À leur sortie de la bibliothèque, les visiteurs du côté canadien peuvent souvent apercevoir une voiture de la US Border Patrol (la camionnette blanche avec une ligne verte) du côté américain.
(Les Coops de l’information)

«On a vu des cas déchirants, des personnes qui ne s’étaient pas vues depuis des années», confie la présidente du conseil d’administration de la bibliothèque et salle d’opéra Haskell, Sylvie Boudreau.

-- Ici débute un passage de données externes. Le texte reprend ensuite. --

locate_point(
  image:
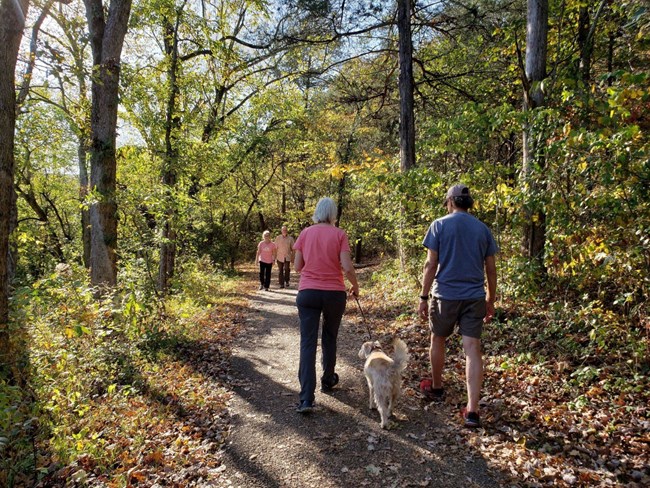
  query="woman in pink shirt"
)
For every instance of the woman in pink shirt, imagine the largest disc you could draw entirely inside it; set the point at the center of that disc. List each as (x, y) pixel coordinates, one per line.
(322, 256)
(266, 251)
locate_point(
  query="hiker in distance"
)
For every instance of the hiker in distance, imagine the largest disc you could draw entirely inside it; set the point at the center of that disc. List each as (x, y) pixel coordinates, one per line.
(284, 244)
(460, 254)
(322, 256)
(266, 251)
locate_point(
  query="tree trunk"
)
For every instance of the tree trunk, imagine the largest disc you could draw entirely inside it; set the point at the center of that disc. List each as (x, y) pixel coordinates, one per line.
(107, 36)
(407, 118)
(534, 232)
(169, 176)
(12, 23)
(82, 158)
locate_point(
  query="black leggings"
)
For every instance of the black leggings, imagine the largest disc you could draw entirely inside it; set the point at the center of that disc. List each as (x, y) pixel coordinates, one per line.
(265, 274)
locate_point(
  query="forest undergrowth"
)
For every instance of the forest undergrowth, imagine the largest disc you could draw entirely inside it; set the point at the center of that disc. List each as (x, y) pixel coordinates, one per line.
(566, 391)
(125, 394)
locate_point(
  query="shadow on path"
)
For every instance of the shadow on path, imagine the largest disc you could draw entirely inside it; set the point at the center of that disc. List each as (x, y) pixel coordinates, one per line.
(341, 443)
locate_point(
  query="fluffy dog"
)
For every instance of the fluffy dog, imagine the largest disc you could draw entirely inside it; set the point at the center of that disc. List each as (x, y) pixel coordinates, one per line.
(384, 376)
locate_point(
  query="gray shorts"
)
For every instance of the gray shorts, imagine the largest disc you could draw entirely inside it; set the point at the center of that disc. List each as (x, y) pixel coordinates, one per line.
(468, 314)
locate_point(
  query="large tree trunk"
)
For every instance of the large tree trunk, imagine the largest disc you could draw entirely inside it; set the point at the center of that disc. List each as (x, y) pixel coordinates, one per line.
(407, 120)
(12, 23)
(169, 175)
(82, 157)
(534, 232)
(107, 36)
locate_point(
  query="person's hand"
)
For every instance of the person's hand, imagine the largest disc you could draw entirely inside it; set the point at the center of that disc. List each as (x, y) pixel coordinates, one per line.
(489, 312)
(423, 309)
(354, 291)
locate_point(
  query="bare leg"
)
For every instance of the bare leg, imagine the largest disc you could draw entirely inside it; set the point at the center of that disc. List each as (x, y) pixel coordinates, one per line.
(473, 371)
(437, 358)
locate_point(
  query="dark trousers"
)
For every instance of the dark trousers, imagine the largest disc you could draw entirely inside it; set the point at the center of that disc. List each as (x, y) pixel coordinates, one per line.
(265, 274)
(284, 267)
(311, 305)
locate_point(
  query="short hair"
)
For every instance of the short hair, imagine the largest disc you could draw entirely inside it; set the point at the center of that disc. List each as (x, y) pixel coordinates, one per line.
(325, 211)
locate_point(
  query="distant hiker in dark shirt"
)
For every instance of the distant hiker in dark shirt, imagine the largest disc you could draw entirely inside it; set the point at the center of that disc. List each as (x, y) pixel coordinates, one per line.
(460, 254)
(284, 243)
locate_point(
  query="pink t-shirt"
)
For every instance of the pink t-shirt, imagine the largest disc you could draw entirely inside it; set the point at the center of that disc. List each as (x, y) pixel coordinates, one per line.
(321, 247)
(266, 250)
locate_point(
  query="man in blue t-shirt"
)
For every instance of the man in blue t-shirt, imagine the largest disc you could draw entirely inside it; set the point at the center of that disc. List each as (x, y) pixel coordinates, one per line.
(460, 254)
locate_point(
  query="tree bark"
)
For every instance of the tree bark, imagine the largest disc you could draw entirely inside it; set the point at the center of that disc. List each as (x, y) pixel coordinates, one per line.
(407, 117)
(107, 37)
(12, 23)
(169, 176)
(534, 232)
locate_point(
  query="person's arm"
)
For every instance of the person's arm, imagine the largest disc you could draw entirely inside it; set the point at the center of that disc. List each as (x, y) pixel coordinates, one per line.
(428, 275)
(350, 273)
(298, 262)
(490, 297)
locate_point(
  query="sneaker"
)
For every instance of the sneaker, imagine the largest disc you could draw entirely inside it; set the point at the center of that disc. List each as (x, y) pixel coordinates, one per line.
(471, 419)
(429, 393)
(328, 384)
(305, 407)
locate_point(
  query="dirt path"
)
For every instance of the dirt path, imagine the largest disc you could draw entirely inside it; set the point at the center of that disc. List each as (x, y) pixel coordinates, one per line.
(340, 444)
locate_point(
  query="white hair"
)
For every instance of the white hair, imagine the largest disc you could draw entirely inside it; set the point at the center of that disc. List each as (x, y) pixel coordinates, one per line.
(325, 211)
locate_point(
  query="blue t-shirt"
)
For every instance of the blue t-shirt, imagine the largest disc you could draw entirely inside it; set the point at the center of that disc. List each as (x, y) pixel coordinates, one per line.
(462, 243)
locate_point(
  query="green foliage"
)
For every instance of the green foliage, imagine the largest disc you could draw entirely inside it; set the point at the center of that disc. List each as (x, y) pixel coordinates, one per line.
(86, 352)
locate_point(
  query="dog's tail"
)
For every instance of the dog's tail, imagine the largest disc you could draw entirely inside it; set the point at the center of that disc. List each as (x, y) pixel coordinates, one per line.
(400, 355)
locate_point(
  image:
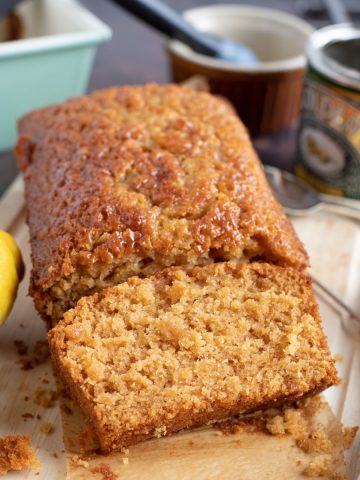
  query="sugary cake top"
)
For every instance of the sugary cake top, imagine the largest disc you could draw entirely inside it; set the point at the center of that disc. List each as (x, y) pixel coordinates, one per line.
(161, 172)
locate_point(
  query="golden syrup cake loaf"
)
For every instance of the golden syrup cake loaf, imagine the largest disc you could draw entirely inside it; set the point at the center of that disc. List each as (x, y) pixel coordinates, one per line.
(130, 180)
(184, 347)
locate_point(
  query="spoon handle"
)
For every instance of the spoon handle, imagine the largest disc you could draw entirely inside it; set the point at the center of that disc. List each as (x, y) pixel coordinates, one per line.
(168, 21)
(341, 206)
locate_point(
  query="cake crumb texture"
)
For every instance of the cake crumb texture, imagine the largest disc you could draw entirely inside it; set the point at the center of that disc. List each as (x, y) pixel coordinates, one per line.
(319, 466)
(184, 347)
(16, 453)
(130, 180)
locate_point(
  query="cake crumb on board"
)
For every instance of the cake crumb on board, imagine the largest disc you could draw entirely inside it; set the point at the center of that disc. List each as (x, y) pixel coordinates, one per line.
(349, 434)
(16, 453)
(106, 472)
(46, 427)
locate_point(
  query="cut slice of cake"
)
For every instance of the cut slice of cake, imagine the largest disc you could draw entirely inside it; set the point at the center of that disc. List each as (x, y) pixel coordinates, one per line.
(183, 348)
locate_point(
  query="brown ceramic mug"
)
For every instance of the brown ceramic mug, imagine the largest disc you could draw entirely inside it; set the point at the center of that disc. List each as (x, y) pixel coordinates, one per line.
(267, 95)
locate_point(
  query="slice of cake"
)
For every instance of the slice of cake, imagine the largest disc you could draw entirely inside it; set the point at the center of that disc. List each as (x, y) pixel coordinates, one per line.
(182, 348)
(130, 180)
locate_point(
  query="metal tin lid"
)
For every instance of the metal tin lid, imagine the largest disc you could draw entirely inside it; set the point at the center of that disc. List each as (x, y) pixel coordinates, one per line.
(334, 52)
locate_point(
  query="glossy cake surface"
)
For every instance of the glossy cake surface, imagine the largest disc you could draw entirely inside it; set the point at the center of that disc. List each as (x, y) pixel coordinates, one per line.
(130, 180)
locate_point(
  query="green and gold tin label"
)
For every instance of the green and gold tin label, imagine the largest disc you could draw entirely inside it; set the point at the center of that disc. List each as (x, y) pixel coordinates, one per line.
(328, 153)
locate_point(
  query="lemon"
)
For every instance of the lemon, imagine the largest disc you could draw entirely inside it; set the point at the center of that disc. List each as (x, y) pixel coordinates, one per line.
(11, 273)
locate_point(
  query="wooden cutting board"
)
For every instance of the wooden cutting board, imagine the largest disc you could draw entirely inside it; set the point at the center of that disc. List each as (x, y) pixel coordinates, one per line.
(27, 384)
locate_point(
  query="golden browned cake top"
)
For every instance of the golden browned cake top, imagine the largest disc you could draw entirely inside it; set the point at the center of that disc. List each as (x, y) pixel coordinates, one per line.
(154, 171)
(184, 347)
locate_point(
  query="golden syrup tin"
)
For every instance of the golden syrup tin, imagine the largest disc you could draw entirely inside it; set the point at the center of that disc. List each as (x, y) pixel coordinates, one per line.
(328, 149)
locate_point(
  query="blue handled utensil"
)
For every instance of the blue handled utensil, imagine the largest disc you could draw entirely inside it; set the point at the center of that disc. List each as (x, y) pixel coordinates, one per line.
(168, 21)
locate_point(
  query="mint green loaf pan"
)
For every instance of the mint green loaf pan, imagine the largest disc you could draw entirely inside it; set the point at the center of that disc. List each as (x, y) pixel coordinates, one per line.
(52, 62)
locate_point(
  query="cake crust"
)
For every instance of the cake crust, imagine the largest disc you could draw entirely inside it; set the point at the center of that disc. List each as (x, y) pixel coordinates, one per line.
(130, 180)
(183, 348)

Les policiers américains et canadiens ne rentrent pas à l’intérieur de la bibliothèque pour gérer qui parle à qui. Ils savent par contre que ces rencontres peuvent donner lieu à des échanges de cadeaux… ou de marchandises illégales.

Cela est interdit, parce que toutes les marchandises «doivent absolument passer par la douane pour traverser d’un pays à l’autre», dit la porte-parole de la Gendarmerie royale du Canada (GRC), Martina Pillarova.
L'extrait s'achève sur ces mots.